O quarteto de músicos que acompanha McCulloch e Sergeant apresentou vigorosa base instrumental. E se hoje o Echo & the Bunnymen não está no auge da forma ou representa novidade para os brasileiros, a boa repercussão de seus shows é garantida pelo pop rock britânico clássico que o grupo sempre apresenta e renova com material recente.

Não faltaram temas antigos como "Seven Seas", "Bring on the Dancing Horses", "All That Jazz", "Never Stop" e "The Back of Love", entre outros.

O material recente foi representado por músicas como "Stormy Weather", "Nothing Ever Lasts Forever" e até mesmo faixas ainda não lançadas em disco como "Epic", anunciada por McCulloch como "Forgotten Fears", e "I Think I Need It Too". Essa última será inclusive o primeiro single de "The Fountain", o próximo disco de inéditas do Echo & the Bunnymen, e chegará às lojas no exterior em agosto. Em "Epic", a banda reedita o pop britânico clássico, mas soa pesada durante "I Think I Need It Too", conforme McCulloch falou ao UOL sobre a orientação punk do novo disco.

Mas, apesar das novidades, os pontos altos do show foram "The Killing Moon", com Sergeant na guitarra de doze cordas, a releitura para "People Are Strange" (The Doors) e uma longa versão para "Lips Like Sugar", canção com a qual encerraram o espetáculo pouco antes de 1h30 desta quinta-feira (3).

Rock'n roll básico
A maratona musical nessa quarta-feira no Via Funchal foi pautada pelo rock'n roll básico e teve início às 20h com o show de Nasi. O ex-vocalista do Ira! apresentou repertório de seu antigo grupo, como as músicas "Bebendo Vinho" (versão para tema de Wander Wildner), "Por Amor" e "Tarde Vazia", entre outras. Também cantou covers de "Música Urbana" (Legião Urbana), "Sociedade Alternativa" (Raul Seixas) e temas do Clash como "Pra Ficar Comigo" (versão em português para "Train In Vain") e "Should I Stay or Should I Go".

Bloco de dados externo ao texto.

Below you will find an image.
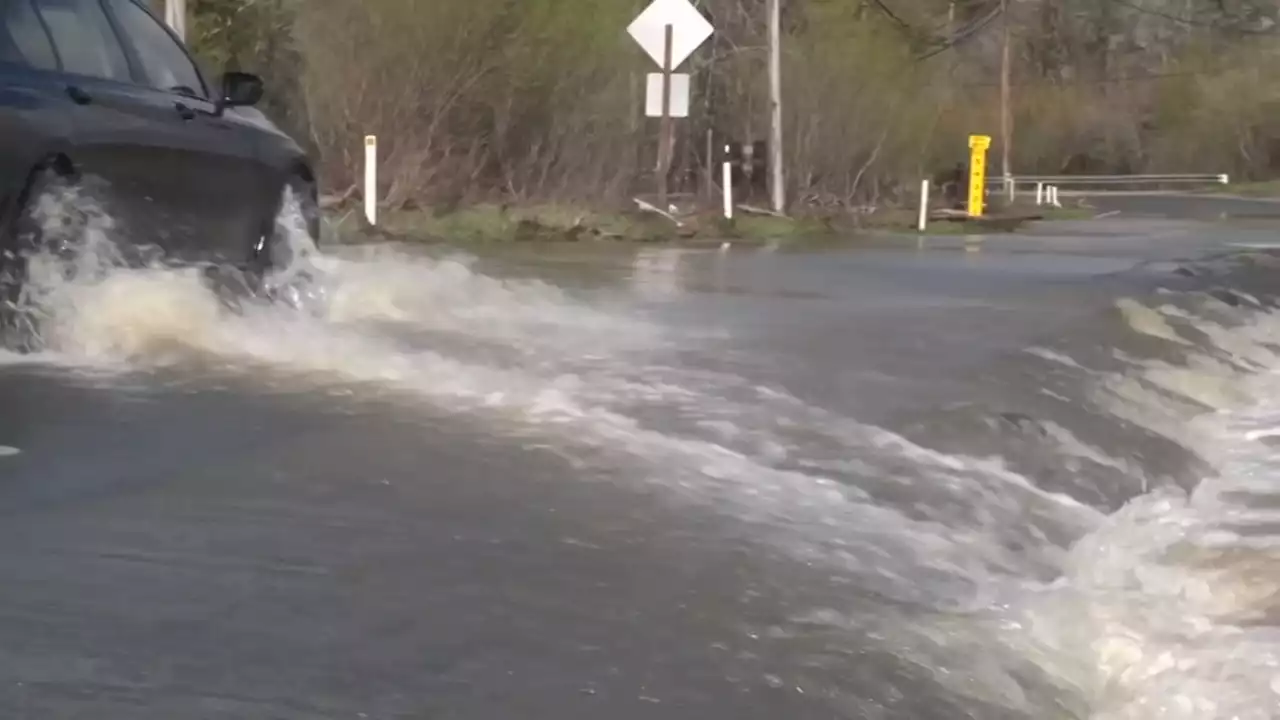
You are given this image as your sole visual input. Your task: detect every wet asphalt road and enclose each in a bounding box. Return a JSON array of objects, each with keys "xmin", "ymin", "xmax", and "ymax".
[{"xmin": 0, "ymin": 193, "xmax": 1270, "ymax": 720}]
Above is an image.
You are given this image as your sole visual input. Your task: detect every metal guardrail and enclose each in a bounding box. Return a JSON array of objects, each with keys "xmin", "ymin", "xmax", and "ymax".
[{"xmin": 987, "ymin": 173, "xmax": 1231, "ymax": 186}]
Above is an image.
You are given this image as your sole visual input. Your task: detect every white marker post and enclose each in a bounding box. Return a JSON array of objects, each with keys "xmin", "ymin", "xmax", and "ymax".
[
  {"xmin": 915, "ymin": 179, "xmax": 929, "ymax": 232},
  {"xmin": 721, "ymin": 145, "xmax": 733, "ymax": 215},
  {"xmin": 365, "ymin": 135, "xmax": 378, "ymax": 225}
]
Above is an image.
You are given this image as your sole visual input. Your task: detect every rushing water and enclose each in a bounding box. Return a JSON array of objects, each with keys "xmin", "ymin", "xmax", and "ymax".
[{"xmin": 0, "ymin": 185, "xmax": 1280, "ymax": 720}]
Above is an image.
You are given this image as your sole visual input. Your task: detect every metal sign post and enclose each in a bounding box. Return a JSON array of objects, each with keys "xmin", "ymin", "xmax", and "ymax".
[
  {"xmin": 658, "ymin": 23, "xmax": 675, "ymax": 206},
  {"xmin": 627, "ymin": 0, "xmax": 714, "ymax": 207}
]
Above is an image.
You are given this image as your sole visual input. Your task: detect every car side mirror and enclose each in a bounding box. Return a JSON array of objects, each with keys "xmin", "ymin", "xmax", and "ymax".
[{"xmin": 219, "ymin": 72, "xmax": 262, "ymax": 108}]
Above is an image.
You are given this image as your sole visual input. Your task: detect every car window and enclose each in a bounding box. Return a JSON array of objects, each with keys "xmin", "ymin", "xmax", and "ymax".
[
  {"xmin": 111, "ymin": 0, "xmax": 206, "ymax": 97},
  {"xmin": 36, "ymin": 0, "xmax": 133, "ymax": 82},
  {"xmin": 0, "ymin": 0, "xmax": 58, "ymax": 70}
]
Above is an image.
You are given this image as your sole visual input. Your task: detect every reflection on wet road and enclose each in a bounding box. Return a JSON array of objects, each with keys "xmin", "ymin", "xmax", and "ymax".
[{"xmin": 0, "ymin": 193, "xmax": 1280, "ymax": 719}]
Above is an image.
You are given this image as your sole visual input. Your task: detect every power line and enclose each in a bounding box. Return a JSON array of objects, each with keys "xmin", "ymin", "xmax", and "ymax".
[
  {"xmin": 915, "ymin": 0, "xmax": 1005, "ymax": 63},
  {"xmin": 1111, "ymin": 0, "xmax": 1276, "ymax": 35},
  {"xmin": 957, "ymin": 64, "xmax": 1257, "ymax": 88}
]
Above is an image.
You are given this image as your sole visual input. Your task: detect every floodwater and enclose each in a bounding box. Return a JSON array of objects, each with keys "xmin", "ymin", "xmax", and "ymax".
[{"xmin": 0, "ymin": 189, "xmax": 1280, "ymax": 720}]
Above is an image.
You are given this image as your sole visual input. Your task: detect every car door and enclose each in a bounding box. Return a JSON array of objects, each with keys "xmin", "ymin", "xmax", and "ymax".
[
  {"xmin": 31, "ymin": 0, "xmax": 178, "ymax": 257},
  {"xmin": 106, "ymin": 0, "xmax": 274, "ymax": 263},
  {"xmin": 0, "ymin": 0, "xmax": 74, "ymax": 242}
]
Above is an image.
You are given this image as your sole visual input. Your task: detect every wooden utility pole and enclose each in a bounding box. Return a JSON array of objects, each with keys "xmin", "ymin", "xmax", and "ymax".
[
  {"xmin": 164, "ymin": 0, "xmax": 187, "ymax": 41},
  {"xmin": 1000, "ymin": 0, "xmax": 1014, "ymax": 192},
  {"xmin": 768, "ymin": 0, "xmax": 787, "ymax": 213}
]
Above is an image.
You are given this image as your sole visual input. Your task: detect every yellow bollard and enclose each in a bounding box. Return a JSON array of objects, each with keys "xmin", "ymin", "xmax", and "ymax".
[{"xmin": 969, "ymin": 135, "xmax": 991, "ymax": 218}]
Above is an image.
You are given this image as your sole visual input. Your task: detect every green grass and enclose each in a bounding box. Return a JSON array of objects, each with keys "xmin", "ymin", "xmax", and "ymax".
[{"xmin": 330, "ymin": 196, "xmax": 1111, "ymax": 245}]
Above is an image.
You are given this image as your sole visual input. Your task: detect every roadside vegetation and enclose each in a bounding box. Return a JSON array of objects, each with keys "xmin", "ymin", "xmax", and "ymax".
[{"xmin": 165, "ymin": 0, "xmax": 1280, "ymax": 240}]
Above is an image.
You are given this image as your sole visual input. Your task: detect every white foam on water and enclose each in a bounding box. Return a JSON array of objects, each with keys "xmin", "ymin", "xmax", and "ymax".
[
  {"xmin": 1002, "ymin": 299, "xmax": 1280, "ymax": 720},
  {"xmin": 0, "ymin": 184, "xmax": 1280, "ymax": 720}
]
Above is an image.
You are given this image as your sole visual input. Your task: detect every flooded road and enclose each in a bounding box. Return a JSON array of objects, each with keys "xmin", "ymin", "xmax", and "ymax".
[{"xmin": 0, "ymin": 193, "xmax": 1280, "ymax": 720}]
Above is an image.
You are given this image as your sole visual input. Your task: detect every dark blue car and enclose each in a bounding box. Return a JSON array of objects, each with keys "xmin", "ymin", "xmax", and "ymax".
[{"xmin": 0, "ymin": 0, "xmax": 319, "ymax": 298}]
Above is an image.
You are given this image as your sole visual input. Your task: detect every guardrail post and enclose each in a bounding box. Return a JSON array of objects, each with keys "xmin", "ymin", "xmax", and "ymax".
[
  {"xmin": 365, "ymin": 135, "xmax": 378, "ymax": 225},
  {"xmin": 915, "ymin": 179, "xmax": 929, "ymax": 232}
]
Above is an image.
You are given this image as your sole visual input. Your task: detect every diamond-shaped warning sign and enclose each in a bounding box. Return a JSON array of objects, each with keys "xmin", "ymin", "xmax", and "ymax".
[{"xmin": 627, "ymin": 0, "xmax": 716, "ymax": 70}]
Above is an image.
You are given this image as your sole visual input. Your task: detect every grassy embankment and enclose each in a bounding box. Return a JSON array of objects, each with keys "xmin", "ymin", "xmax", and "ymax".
[{"xmin": 329, "ymin": 197, "xmax": 1093, "ymax": 245}]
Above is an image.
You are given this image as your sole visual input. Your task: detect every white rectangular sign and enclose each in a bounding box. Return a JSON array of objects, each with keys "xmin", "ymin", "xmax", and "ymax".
[{"xmin": 644, "ymin": 73, "xmax": 689, "ymax": 118}]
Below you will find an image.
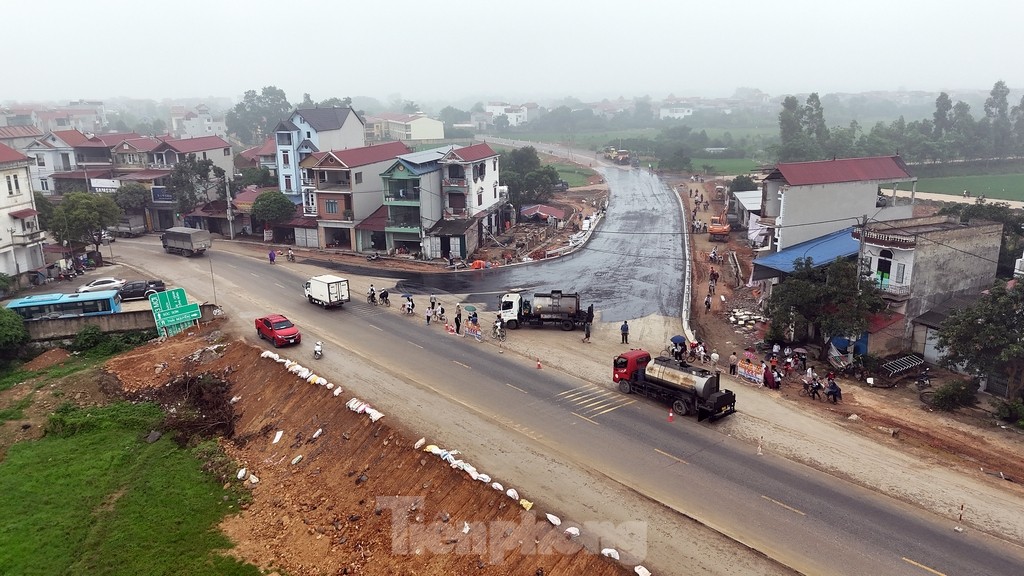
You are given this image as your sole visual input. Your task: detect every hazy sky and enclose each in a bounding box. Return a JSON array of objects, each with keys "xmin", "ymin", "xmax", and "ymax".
[{"xmin": 8, "ymin": 0, "xmax": 1024, "ymax": 101}]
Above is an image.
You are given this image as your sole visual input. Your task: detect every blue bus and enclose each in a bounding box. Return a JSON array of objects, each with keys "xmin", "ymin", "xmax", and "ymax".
[{"xmin": 7, "ymin": 290, "xmax": 121, "ymax": 320}]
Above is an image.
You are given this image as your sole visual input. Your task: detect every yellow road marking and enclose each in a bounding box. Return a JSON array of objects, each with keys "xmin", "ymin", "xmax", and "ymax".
[
  {"xmin": 761, "ymin": 494, "xmax": 807, "ymax": 516},
  {"xmin": 594, "ymin": 400, "xmax": 636, "ymax": 417},
  {"xmin": 572, "ymin": 412, "xmax": 601, "ymax": 426},
  {"xmin": 654, "ymin": 448, "xmax": 689, "ymax": 464},
  {"xmin": 903, "ymin": 558, "xmax": 946, "ymax": 576}
]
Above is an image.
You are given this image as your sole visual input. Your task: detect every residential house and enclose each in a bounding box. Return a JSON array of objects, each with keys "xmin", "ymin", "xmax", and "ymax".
[
  {"xmin": 0, "ymin": 125, "xmax": 43, "ymax": 150},
  {"xmin": 295, "ymin": 142, "xmax": 412, "ymax": 251},
  {"xmin": 760, "ymin": 156, "xmax": 918, "ymax": 251},
  {"xmin": 234, "ymin": 136, "xmax": 278, "ymax": 177},
  {"xmin": 274, "ymin": 107, "xmax": 366, "ymax": 198},
  {"xmin": 0, "ymin": 143, "xmax": 45, "ymax": 282},
  {"xmin": 170, "ymin": 104, "xmax": 227, "ymax": 138},
  {"xmin": 376, "ymin": 143, "xmax": 503, "ymax": 259},
  {"xmin": 365, "ymin": 113, "xmax": 444, "ymax": 142},
  {"xmin": 24, "ymin": 130, "xmax": 113, "ymax": 196}
]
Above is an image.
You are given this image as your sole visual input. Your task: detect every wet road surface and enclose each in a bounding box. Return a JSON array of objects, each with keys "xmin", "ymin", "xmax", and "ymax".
[{"xmin": 307, "ymin": 168, "xmax": 686, "ymax": 322}]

No entanto, o mais interessante da empreitada solo de Nasi é o resgate de seu repertório menos conhecido como "Poeira nos Olhos" e "Blues do Assobio" (da banda Nasi e os Irmãos do Blues), "Verdades e Mentiras" (do grupo Voluntários da Pátria) e material de seu primeiro álbum solo, "Onde os Anjos Não Ousam Pisar" (2006), como "É Preciso Dar Um Jeito, Meu Amigo", entre outros temas.

Depois foi a vez do show do projeto Joe Wood and the Lonely Ones -- ou melhor T.S.O.L. (True Sounds of Liberty), conforme anunciado pela produção do evento. Capitaneada por John Wood, cunhado do vocalista original Jack Grisham e líder do grupo californiano desde 1982, a banda conta com Greg Boaz (baixo), Steve "Sully" O'Sullivan (bateria) e Drac Connelly (guitarra) e apresenta repertório do T.S.O.L.. O quarteto começou o show às 21h com "Hit and Run" e apresentou músicas como "Just Like Me" e "Nothin' For You".

Grupo formado em 1978, sua história foi inicialmente associada aos primórdios do punk/hardcore californiano oitentista e a contemporâneos como The Damned e The Dead Kennedys. No entanto, a banda faz rock'n roll básico, como atesta seu maior sucesso no Brasil: a música "Flowers By the Door", cantada em coro por boa parte do público no Via Funchal, ao final do roteiro de aproximadamente uma hora de show.

Na seqüência, o grupo Gene Loves Jezebel apresentou seu rock'n roll com leve acento glam. O quarteto liderado por Jay Aston (voz e guitarra) entrou em cena com "20 Killer Hurts" e tocou temas como "Over the Rooftops", "Jealous", "Break the Chain" e "Sweet Sweet Rain", entre outros.

Com uma bandeira brasileira presa aos quadris, Aston dedicou "Gorgeous" à cidade de São Paulo e obteve boa resposta da audiência. Mas o destaque do show do Gene Loves Jezebel foi uma longa versão de "Desire (Come and Get It)", seu maior sucesso.